CSX Transportation, one of the largest rail operators in North America, is not worried about the auto industry’s potential strike impacting their bottom line, according to their CFO. Sean Pelkey, who spoke at a transportation conference in New York last week, said that even if a strike was to occur, it most likely wouldn’t last long enough for his company to feel any ripple effects.
“The intel we have, our best guess, is even if there is a strike, hopefully, it will be short-lived,” Pelkey said. “There will still be vehicles that need to be moved, and when you think about the supply chain for inbound products, I don’t think auto companies will cut that off day one.”
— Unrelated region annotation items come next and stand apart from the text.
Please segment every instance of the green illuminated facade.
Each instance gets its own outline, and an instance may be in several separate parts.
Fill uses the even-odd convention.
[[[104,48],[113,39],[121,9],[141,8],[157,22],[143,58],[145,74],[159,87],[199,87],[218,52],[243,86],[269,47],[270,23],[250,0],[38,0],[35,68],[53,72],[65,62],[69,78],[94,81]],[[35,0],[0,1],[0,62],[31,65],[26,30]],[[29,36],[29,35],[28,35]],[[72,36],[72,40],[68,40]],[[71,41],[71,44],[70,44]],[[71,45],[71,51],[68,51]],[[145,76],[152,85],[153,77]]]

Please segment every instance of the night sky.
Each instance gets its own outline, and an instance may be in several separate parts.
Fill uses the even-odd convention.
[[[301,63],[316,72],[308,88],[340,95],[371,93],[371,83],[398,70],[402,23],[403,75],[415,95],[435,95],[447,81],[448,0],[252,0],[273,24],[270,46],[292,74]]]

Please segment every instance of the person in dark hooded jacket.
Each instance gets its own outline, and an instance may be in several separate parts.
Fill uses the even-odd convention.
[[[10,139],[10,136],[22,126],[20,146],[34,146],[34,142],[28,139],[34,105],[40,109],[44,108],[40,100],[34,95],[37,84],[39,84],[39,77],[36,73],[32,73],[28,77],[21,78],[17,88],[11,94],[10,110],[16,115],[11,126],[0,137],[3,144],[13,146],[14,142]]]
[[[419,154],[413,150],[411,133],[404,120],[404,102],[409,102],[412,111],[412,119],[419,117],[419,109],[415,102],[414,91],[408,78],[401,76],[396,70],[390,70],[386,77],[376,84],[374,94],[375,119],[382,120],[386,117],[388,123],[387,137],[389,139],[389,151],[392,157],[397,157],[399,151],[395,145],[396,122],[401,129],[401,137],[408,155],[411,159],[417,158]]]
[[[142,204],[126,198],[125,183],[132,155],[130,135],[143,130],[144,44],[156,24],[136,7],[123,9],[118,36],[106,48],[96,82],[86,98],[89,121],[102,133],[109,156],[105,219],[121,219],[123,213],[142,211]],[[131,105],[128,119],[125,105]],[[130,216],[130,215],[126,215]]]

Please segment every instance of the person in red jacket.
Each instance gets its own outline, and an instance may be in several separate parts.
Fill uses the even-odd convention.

The United Auto Workers (UAW) union, which is currently in the process of voting to move forward with a work stoppage, has nearly 150,000 members ready to walk off their jobs due to discrepancies around wages, benefits, and job security. According to some estimates, this could result in $5 billion in losses after 10 days.
According to the finance chief, the auto industry isn’t the only subset of his customers that may have a decreased need for CSX services moving forward. He said the chemical sector has been lagging, consumer demand in paper and pulp has dropped to the point where freight demands are decreasing, and livestock feed is more now commonly trucked in locally than shipped out via rail.
Pelkey, when discussing the finances of his own company, said he still needs to cut $2 million from CSX’s budget. He also claimed the company is focused more on outsourcing, particularly in the maintenance area. This will translate into further cost savings, regardless of any strikes, and get the company closer to its ideal budget.
“Our best guess, is even if there is a strike, hopefully, it will be short-lived.”
CSX’s finance chief also mentioned the company’s labor issues, which he aims to overcome. Shifting its focus from conductor training to engineer training, the company is looking to build more flexibility into its protocols to respond more dynamically to shifts in demands for service.
“[That] might mean you’re running… a couple million a month heavy versus where you’d want to be, but you do the math… it pales in comparison to what you could translate that into in the spring if and when we see some growth opportunities,” Pelkey said.